Believe it or not, many people struggle to make a good password, and there is a bit of miss-information about the best kinds of passwords. As the web comic below from XKCD points out, the typical "strong password" such as "Tr0ubdor&3" is not only harder to remember, but easier for a computer to guess compared to "Correct Horse Battery Staple".

XKCD Comic about password strength.
 [XKCD: Password Strength]


The reason why this is true in theory is due to password length. The longer the password, the more combinations a computer has to guess to find it. If a password is long, and you are the only person in the world who thought to use it, chances are it's very very secure. Modern password crackers have learnt to run through lists of common words and passwords which is why using something someone else uses is generally not a good idea. We'd recommend creating a password by using 2-4 words that are relevant to you and uncommon (such as nicknames, specific places, made-up words, or combinations of two words) string them along and add at least 2 numbers and 1 symbol just to make it that much more secure, if you're aloud to use spaces, use them and make your password a pass-phrase!

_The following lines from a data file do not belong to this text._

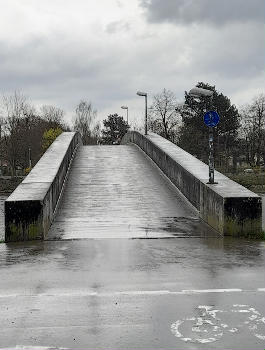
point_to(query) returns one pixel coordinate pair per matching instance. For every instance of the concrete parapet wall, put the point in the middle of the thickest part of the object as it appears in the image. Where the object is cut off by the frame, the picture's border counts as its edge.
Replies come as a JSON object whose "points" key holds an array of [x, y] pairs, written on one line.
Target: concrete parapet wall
{"points": [[30, 209], [227, 206]]}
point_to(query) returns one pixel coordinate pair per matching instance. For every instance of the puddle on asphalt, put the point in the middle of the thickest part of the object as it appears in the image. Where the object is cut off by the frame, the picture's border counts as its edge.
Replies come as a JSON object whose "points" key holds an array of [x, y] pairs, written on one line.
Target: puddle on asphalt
{"points": [[212, 324]]}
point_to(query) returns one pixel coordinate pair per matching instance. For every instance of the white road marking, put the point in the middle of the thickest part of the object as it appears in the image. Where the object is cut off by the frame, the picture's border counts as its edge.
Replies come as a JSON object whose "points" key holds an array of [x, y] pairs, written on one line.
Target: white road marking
{"points": [[132, 292], [29, 347]]}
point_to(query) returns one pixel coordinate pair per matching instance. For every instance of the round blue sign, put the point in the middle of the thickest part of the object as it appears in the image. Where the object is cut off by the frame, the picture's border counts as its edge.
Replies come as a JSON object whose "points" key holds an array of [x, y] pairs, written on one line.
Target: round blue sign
{"points": [[211, 118]]}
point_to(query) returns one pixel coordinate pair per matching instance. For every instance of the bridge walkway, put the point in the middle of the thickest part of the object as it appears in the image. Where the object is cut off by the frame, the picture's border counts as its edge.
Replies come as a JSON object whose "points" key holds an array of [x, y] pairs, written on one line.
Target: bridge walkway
{"points": [[118, 192]]}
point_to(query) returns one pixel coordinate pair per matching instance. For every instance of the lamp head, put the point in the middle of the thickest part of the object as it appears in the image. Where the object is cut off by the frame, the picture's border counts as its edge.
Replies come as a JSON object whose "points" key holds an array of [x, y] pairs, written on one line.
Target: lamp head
{"points": [[140, 93], [200, 92]]}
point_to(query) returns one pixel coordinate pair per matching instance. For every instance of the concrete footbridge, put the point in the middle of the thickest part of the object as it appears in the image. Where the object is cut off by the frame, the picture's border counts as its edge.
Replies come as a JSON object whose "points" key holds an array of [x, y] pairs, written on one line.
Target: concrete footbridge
{"points": [[146, 187]]}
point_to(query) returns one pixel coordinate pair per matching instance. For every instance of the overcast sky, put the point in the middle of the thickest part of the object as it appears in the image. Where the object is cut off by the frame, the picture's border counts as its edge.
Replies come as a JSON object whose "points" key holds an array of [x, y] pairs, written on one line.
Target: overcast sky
{"points": [[61, 51]]}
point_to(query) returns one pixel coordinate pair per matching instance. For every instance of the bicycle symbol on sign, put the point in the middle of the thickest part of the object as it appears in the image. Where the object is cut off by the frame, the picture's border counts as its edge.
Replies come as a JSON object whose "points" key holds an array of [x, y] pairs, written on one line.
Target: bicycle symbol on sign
{"points": [[207, 327]]}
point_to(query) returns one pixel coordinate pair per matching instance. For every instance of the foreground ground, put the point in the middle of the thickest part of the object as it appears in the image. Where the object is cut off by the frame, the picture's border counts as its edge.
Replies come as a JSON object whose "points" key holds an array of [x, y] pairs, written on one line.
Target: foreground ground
{"points": [[129, 265]]}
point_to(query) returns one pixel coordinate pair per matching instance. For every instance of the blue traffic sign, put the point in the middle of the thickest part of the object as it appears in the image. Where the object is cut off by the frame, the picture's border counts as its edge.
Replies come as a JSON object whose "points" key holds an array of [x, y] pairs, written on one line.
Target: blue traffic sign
{"points": [[211, 118]]}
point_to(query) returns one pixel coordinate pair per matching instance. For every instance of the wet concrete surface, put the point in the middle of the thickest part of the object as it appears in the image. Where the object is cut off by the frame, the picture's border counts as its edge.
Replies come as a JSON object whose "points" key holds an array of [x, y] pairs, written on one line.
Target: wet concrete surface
{"points": [[127, 294], [118, 192], [86, 288]]}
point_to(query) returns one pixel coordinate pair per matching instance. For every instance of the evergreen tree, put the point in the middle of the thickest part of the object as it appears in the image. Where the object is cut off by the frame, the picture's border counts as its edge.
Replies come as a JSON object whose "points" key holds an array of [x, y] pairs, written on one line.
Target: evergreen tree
{"points": [[115, 127], [194, 133]]}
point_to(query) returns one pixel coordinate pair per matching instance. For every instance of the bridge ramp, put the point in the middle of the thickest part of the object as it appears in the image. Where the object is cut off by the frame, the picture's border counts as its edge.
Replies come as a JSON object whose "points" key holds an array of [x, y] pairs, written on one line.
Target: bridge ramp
{"points": [[118, 192]]}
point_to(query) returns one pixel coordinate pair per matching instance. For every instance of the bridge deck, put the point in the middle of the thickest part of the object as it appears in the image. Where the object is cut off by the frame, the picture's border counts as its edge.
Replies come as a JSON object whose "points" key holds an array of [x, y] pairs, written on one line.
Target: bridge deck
{"points": [[118, 192]]}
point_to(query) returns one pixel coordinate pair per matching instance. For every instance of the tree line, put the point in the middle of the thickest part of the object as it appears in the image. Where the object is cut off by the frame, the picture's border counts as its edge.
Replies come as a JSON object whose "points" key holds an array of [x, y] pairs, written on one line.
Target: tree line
{"points": [[238, 138], [26, 132]]}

For example:  apple!rabbit!blargness55. It's long, easy enough to remember and insanely hard for a computer to guess. (Do not use this example, make up something relevant to you.)


Common Passwords you Should Never Use

Here are some of the most common (and insecure passwords):
password, 1234567, abc123, qwerty, monkey, letmein, dragon, baseball, iloveyou, master, shadow, football, jesus, michael, ninja, mustang, Trustno1, adobe123, admin, sunshine, azerty, oooooo, and anything similar to the previously listed passwords.

Other types of passwords that are extremely common include:

Sports Teams, Birthdays, Personal Names, Relative Names, Pet Names, Places of Birth or anything else that could be guessed by someone who knows you.